Three charges `q` each are at vertices of equilateral triangle of side `r`? How much charge should be placed at the centroid so that the system remains in equilibrium?

Due to three identical charges kept at three corners of a triangle, null point (E = 0) is formed at centre 0. Let .Q. be the charge placed at centre of triangle then the charge .Q is in equilibrium.
For system to be in equilibrium the force on each charge must be zero.
Consider the forces on charge at C. Let `F_A, F_B and F_0` . be the forces on the charge at .C. due to the charges at A, B and .O. respectively.
`F_A = F_B = 1/(4 pi epsilon_0) (q^2)/(a^2)`
Angle between `vec(F_A)`  and `vec(F_B) `  is `60^@`
The magnitude of resultant of
`vec(F_A) and vec(F_B) = sqrt(3) xx 1/(4 pi epsilon_0) (q^2)/(a^2)`
The direction of resultant is along OC.
The force on C due to "Q"is
`vec(F_O) = 1/(4 pi epsilon_0) (Qq)/(((a)/(sqrt3))^2) = 3 xx 1/(4 pi epsilon_0) (Qq)/(a^2) ` (along CO)
The resultant force on charge at C is Zero.

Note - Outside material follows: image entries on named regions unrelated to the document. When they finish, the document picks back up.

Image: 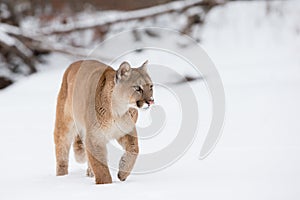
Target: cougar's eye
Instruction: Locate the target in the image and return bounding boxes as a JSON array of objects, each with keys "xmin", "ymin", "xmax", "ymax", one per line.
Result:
[{"xmin": 134, "ymin": 86, "xmax": 143, "ymax": 93}]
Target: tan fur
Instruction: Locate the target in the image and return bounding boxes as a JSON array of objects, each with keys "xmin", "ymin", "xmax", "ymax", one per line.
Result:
[{"xmin": 54, "ymin": 60, "xmax": 152, "ymax": 184}]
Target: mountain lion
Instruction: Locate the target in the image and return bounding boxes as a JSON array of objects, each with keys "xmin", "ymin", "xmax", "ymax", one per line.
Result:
[{"xmin": 54, "ymin": 60, "xmax": 154, "ymax": 184}]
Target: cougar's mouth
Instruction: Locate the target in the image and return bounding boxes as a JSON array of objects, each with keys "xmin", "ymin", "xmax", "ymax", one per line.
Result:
[{"xmin": 136, "ymin": 99, "xmax": 154, "ymax": 109}]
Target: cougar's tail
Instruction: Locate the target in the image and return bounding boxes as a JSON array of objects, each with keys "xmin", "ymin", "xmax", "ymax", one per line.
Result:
[{"xmin": 73, "ymin": 135, "xmax": 87, "ymax": 163}]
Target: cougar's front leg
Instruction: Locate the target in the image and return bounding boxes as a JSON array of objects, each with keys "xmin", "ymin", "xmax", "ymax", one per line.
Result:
[
  {"xmin": 87, "ymin": 138, "xmax": 112, "ymax": 184},
  {"xmin": 118, "ymin": 128, "xmax": 139, "ymax": 181}
]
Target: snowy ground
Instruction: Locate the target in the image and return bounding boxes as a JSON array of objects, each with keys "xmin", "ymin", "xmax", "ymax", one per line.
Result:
[{"xmin": 0, "ymin": 1, "xmax": 300, "ymax": 200}]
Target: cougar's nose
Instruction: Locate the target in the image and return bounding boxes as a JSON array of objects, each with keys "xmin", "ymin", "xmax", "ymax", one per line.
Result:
[{"xmin": 146, "ymin": 97, "xmax": 154, "ymax": 106}]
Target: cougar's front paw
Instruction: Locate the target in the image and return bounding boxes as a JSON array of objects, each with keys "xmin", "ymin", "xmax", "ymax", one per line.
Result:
[
  {"xmin": 118, "ymin": 171, "xmax": 129, "ymax": 181},
  {"xmin": 86, "ymin": 167, "xmax": 94, "ymax": 178}
]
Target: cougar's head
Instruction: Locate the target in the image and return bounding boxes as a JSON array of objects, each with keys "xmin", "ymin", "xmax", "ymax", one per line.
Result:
[{"xmin": 115, "ymin": 61, "xmax": 154, "ymax": 109}]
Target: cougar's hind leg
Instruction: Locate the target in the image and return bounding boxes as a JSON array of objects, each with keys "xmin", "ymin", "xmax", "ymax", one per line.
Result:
[
  {"xmin": 54, "ymin": 121, "xmax": 73, "ymax": 176},
  {"xmin": 73, "ymin": 134, "xmax": 87, "ymax": 163}
]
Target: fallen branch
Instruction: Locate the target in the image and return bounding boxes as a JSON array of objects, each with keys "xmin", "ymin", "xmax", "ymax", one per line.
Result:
[{"xmin": 35, "ymin": 0, "xmax": 226, "ymax": 35}]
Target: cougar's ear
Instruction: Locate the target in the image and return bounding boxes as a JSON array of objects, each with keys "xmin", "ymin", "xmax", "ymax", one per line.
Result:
[
  {"xmin": 141, "ymin": 60, "xmax": 148, "ymax": 71},
  {"xmin": 116, "ymin": 62, "xmax": 131, "ymax": 83}
]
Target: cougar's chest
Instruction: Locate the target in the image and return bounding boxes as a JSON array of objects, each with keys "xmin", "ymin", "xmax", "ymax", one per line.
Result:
[{"xmin": 104, "ymin": 115, "xmax": 135, "ymax": 140}]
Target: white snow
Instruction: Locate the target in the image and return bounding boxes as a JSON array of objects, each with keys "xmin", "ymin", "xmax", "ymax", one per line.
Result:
[{"xmin": 0, "ymin": 1, "xmax": 300, "ymax": 200}]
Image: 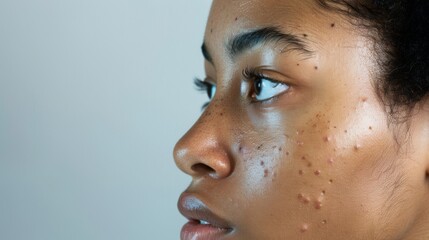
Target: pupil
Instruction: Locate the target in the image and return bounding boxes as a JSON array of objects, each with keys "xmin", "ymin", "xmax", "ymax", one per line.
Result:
[
  {"xmin": 207, "ymin": 87, "xmax": 213, "ymax": 99},
  {"xmin": 255, "ymin": 80, "xmax": 262, "ymax": 95}
]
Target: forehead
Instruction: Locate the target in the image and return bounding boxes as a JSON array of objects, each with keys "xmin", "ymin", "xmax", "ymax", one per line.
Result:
[
  {"xmin": 208, "ymin": 0, "xmax": 323, "ymax": 33},
  {"xmin": 204, "ymin": 0, "xmax": 350, "ymax": 64}
]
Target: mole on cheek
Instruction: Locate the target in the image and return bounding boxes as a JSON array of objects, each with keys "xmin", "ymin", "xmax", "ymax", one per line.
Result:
[
  {"xmin": 264, "ymin": 169, "xmax": 269, "ymax": 177},
  {"xmin": 301, "ymin": 223, "xmax": 308, "ymax": 233}
]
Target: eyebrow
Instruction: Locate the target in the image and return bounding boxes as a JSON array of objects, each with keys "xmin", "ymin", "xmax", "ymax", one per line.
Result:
[{"xmin": 201, "ymin": 27, "xmax": 313, "ymax": 63}]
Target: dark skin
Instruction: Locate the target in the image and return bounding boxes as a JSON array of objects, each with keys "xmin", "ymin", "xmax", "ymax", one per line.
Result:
[{"xmin": 175, "ymin": 0, "xmax": 429, "ymax": 240}]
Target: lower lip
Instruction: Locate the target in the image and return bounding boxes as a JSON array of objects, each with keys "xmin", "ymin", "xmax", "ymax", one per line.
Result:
[{"xmin": 180, "ymin": 221, "xmax": 229, "ymax": 240}]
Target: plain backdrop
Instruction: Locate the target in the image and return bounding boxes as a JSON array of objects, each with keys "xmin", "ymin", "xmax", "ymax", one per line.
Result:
[{"xmin": 0, "ymin": 0, "xmax": 210, "ymax": 240}]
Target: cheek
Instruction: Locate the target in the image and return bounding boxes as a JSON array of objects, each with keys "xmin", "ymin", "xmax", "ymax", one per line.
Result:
[{"xmin": 231, "ymin": 99, "xmax": 402, "ymax": 237}]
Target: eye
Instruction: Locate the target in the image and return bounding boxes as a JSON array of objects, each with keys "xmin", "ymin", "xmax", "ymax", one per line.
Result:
[
  {"xmin": 252, "ymin": 76, "xmax": 289, "ymax": 101},
  {"xmin": 194, "ymin": 78, "xmax": 216, "ymax": 108}
]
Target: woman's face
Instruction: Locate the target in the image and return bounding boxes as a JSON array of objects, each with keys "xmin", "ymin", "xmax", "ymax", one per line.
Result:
[{"xmin": 175, "ymin": 0, "xmax": 429, "ymax": 240}]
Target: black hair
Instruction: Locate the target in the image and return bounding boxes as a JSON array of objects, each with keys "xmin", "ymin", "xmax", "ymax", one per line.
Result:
[{"xmin": 317, "ymin": 0, "xmax": 429, "ymax": 114}]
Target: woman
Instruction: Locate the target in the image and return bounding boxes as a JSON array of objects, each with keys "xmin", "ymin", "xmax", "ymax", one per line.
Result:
[{"xmin": 174, "ymin": 0, "xmax": 429, "ymax": 240}]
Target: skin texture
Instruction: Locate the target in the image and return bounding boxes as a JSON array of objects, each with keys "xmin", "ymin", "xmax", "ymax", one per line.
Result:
[{"xmin": 174, "ymin": 0, "xmax": 429, "ymax": 240}]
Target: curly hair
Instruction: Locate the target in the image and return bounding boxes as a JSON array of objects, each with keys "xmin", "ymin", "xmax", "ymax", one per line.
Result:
[{"xmin": 317, "ymin": 0, "xmax": 429, "ymax": 112}]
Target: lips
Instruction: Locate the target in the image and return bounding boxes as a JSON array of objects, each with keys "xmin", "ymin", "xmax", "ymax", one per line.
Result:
[{"xmin": 178, "ymin": 193, "xmax": 232, "ymax": 240}]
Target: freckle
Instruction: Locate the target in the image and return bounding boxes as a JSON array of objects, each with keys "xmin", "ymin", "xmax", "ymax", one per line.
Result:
[
  {"xmin": 353, "ymin": 144, "xmax": 361, "ymax": 151},
  {"xmin": 264, "ymin": 169, "xmax": 268, "ymax": 177},
  {"xmin": 301, "ymin": 223, "xmax": 308, "ymax": 233},
  {"xmin": 314, "ymin": 201, "xmax": 322, "ymax": 209},
  {"xmin": 302, "ymin": 197, "xmax": 311, "ymax": 204}
]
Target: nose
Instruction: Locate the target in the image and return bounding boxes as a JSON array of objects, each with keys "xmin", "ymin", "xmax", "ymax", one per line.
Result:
[{"xmin": 174, "ymin": 107, "xmax": 233, "ymax": 179}]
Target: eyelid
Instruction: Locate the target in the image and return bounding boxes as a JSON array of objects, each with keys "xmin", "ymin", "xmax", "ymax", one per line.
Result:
[{"xmin": 242, "ymin": 67, "xmax": 292, "ymax": 104}]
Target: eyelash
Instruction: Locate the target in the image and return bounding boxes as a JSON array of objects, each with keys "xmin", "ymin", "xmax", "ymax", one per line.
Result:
[
  {"xmin": 194, "ymin": 67, "xmax": 288, "ymax": 110},
  {"xmin": 194, "ymin": 78, "xmax": 212, "ymax": 110}
]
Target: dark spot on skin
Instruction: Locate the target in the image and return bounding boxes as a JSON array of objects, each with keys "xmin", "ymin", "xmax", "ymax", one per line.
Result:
[
  {"xmin": 301, "ymin": 223, "xmax": 308, "ymax": 233},
  {"xmin": 323, "ymin": 136, "xmax": 331, "ymax": 143},
  {"xmin": 264, "ymin": 169, "xmax": 268, "ymax": 177},
  {"xmin": 353, "ymin": 144, "xmax": 361, "ymax": 151},
  {"xmin": 314, "ymin": 201, "xmax": 322, "ymax": 210}
]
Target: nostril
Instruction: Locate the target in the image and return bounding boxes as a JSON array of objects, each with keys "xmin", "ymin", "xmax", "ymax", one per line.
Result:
[{"xmin": 191, "ymin": 163, "xmax": 216, "ymax": 175}]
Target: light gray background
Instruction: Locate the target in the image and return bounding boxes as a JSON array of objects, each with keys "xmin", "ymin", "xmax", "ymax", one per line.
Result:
[{"xmin": 0, "ymin": 0, "xmax": 210, "ymax": 240}]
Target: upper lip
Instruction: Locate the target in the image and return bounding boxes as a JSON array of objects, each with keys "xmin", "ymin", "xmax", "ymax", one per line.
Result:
[{"xmin": 177, "ymin": 192, "xmax": 231, "ymax": 230}]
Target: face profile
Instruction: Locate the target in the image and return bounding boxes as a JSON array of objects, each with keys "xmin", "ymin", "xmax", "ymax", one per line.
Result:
[{"xmin": 174, "ymin": 0, "xmax": 429, "ymax": 240}]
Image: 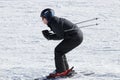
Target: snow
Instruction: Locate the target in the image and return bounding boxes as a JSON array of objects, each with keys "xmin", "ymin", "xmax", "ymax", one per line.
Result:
[{"xmin": 0, "ymin": 0, "xmax": 120, "ymax": 80}]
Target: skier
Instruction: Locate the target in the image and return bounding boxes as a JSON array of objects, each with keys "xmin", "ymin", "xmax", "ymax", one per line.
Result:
[{"xmin": 40, "ymin": 8, "xmax": 83, "ymax": 77}]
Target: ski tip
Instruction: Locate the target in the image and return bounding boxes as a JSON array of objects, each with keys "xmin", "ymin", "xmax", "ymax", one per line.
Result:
[
  {"xmin": 71, "ymin": 66, "xmax": 74, "ymax": 70},
  {"xmin": 95, "ymin": 18, "xmax": 99, "ymax": 20}
]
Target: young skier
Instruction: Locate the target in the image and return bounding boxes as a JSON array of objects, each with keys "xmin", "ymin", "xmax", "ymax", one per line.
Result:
[{"xmin": 40, "ymin": 8, "xmax": 83, "ymax": 78}]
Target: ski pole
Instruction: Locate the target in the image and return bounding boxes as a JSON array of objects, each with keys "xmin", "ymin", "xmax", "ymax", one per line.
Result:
[
  {"xmin": 64, "ymin": 23, "xmax": 99, "ymax": 32},
  {"xmin": 79, "ymin": 23, "xmax": 99, "ymax": 28},
  {"xmin": 75, "ymin": 18, "xmax": 99, "ymax": 24}
]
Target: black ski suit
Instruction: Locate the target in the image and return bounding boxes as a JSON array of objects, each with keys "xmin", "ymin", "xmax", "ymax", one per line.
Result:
[{"xmin": 43, "ymin": 17, "xmax": 83, "ymax": 73}]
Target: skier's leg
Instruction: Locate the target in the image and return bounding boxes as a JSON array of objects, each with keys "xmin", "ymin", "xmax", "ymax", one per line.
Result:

`vec(F) = vec(F_A) + vec(F_B) + vec(F_O) = 0`
`sqrt(3) 1/(4 pi epsilon_0) (q^(cancel(2)))/(cancel(r)^2) + (1)/(4 pi epsilon_0) (3Q cancel(q))/(cancel(r)^2) = 0 implies Q = - q/(sqrt(3))`
Negative sign indicates that the force `vec(F_O)` . is opposite to the resultant of `vec(F_A)` and `vec(F_B)`.